Friday 15 May 2009

The Theater Is in the Street: Politics and Public Performance in Sixties America

by Bradford D. Martin

Increasingly, the Freedom Singers came to share venues with performers in the folk revival, not only at the March on Washington but also at the 1963 Newport Folk Festival and the 1964 Mississippi Caravan of Music. Performers at the March on Washington included Seeger, Bob Dylan, Joan Baez, Odetta, and Peter, Paul and Mary. At the Newport festival, the Freedom Singers' influence permeated the occasion, as nearly every white folk performer included at least one a cappella selection and a freedom song in his or her repertoire. Seeger viewed the impressive attendance of forty thousand as evidence of a "revived" festival--indeed, though it had begun in 1959, it had not been held the previous two years--crediting the confluence of civil rights and folk music.

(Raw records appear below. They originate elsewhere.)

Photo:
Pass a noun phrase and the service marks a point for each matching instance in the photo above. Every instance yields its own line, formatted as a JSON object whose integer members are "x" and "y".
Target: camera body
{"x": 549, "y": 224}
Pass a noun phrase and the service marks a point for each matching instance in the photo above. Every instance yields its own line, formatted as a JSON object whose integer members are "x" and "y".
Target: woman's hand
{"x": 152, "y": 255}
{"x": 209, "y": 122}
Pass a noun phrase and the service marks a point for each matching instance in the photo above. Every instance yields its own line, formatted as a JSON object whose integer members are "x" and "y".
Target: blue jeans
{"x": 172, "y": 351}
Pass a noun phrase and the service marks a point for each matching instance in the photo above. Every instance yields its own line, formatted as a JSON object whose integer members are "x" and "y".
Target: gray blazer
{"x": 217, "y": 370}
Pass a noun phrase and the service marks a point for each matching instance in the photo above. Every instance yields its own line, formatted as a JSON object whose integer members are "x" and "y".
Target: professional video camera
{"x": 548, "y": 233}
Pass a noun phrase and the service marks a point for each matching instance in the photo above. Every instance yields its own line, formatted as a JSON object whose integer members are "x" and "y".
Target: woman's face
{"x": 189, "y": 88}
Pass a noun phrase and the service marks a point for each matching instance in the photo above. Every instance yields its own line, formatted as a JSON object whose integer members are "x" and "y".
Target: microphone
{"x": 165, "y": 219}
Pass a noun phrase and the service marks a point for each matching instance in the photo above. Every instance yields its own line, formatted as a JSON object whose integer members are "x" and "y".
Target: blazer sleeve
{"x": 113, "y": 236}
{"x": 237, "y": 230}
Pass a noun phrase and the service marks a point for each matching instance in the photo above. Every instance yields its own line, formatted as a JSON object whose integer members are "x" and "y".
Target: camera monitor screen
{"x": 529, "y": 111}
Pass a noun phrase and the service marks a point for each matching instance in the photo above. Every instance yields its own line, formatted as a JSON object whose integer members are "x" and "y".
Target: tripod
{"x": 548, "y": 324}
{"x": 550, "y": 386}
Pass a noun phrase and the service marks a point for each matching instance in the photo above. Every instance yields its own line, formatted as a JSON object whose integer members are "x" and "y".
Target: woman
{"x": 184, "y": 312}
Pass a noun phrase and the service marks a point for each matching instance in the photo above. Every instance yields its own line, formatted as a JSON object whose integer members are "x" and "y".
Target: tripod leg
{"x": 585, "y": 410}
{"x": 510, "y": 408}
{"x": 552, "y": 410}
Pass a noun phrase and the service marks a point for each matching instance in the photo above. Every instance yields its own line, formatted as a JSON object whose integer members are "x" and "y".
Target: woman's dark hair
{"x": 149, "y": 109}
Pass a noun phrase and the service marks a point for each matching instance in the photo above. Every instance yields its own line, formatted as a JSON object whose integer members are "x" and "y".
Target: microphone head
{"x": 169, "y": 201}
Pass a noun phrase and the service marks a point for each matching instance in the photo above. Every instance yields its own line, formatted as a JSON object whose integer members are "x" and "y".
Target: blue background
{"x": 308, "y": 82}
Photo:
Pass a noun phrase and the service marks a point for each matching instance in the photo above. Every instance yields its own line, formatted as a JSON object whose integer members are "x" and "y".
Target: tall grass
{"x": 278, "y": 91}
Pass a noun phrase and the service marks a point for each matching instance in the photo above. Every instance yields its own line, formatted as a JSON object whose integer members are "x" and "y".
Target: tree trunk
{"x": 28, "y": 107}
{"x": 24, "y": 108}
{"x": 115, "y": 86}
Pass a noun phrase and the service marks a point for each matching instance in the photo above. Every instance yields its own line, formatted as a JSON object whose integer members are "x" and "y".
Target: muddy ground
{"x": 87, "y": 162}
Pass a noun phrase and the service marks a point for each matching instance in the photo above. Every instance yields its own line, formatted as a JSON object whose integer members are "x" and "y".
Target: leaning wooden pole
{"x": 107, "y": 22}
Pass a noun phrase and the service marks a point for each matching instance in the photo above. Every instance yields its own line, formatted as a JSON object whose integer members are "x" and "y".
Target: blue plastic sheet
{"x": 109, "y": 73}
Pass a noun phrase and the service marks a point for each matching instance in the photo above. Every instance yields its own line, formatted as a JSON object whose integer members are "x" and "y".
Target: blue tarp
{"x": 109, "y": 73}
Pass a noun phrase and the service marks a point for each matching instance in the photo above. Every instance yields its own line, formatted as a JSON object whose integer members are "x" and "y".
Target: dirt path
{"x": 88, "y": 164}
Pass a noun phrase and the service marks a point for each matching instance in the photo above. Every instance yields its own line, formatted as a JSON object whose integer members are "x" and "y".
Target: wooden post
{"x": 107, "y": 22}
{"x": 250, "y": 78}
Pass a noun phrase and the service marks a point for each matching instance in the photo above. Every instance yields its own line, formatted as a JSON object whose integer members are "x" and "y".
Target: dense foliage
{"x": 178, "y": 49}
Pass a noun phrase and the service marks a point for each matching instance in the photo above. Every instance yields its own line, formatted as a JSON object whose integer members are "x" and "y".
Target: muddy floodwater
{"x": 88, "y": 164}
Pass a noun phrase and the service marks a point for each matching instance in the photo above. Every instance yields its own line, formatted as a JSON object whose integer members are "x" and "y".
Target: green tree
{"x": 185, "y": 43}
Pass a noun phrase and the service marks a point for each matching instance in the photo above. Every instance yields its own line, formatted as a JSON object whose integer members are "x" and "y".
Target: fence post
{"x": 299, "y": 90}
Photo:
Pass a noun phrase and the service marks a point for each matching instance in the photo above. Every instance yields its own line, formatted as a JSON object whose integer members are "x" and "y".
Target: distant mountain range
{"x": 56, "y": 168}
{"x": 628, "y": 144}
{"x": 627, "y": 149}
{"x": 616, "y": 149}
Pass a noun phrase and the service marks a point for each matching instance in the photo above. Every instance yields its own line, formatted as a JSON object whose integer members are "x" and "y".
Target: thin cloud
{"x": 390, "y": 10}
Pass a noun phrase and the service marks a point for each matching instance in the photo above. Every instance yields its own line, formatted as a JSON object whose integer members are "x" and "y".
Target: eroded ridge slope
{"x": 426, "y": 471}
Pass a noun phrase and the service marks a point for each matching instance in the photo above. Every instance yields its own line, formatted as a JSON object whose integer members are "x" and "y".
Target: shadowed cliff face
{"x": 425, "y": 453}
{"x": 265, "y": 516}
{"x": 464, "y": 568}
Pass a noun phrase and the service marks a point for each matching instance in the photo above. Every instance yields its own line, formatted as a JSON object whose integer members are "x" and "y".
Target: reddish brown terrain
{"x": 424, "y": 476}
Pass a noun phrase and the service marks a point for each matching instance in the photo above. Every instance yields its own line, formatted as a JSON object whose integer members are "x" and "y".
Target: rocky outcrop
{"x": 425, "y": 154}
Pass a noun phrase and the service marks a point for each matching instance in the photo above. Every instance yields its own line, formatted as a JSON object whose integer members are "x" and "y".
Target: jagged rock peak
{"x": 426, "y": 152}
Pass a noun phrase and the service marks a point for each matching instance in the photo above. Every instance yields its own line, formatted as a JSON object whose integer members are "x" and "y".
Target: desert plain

During the Mississippi Caravan of Music it became clear that the benefits of folk music's alliance with the Freedom Singers worked both ways. Caravan musicians including Seeger, Guy Carawan, Phil Ochs, and Judy Collins encouraged voter registration by staying in Mississippi "for a week or two or sometimes more" and singing at meetings and freedom schools. True to both the oral tradition of folksinging and SNCC's agenda of developing indigenous leadership, the Caravan sessions at the freedom schools sparked young Mississippians to create their own freedom songs.